Hey Leute,
bis gestern dachte ich, es ginge mir mental endlich besser. Dass die Ersatzhormone meine depressive Stimmung neutralisiert hätten. Dass die nervige, weil stetige, Erschöpfung ein Ende hätte. Falsch gedacht.
Ich weiß nicht woran es liegt, aber gestern fühlte ich mich in die Novemberzeit des vergangenen Jahres zurückkatapultiert. Unglaublich müde., unglaublich traurig. Ein alter Bekannter begrüßte mich in meinem Kopf: „Na, heute nichts geleistet? Zu faul? Zu bequem? Siehst du, du bist eine Versagerin.“
Was war denn nur los?
Ich denke nach: Warum fühle ich mich so mies? Oder anders: Wann genau fühle ich mich wertig?

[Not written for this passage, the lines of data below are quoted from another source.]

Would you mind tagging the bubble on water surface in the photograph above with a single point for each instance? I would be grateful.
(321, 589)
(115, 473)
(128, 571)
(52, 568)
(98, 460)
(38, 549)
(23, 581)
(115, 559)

Meistens, wenn ich fleißig war. Oder diszipliniert. Wenn ich mein (selbstauferlegtes) Tagesschrittepensum abgerannt habe, beim Essen nicht meinen Gelüsten gefolgt bin und meinen to-do-Zettel nachweislich abgearbeitet habe. Wenn ich die Kontrolle behalte und meinen Zwängen folge.
Gestern habe ich mich im HomeOffice an die Regeln meiner Struktur gehalten, als säße ich im Büro in der Firma. Arbeitszeit und Pausen einhalten, Aufgaben abarbeiten und nicht rumschludern. Trotzdem schlich sich zum Feierabend eine erste Unzufriedenheit ein. Selbstkritisch blickte ich auf mein Tagwerk. Genug?
Und die Kontakte fehlen. Durch die Firma zu laufen, Menschen zu begegnen und „Hallo“ zu sagen. War mein Rückzug nach Hause eine gute Idee? Eine vernünftige, ja, aber was wird es auf Dauer mit mir machen? Ich vereinsame schnell.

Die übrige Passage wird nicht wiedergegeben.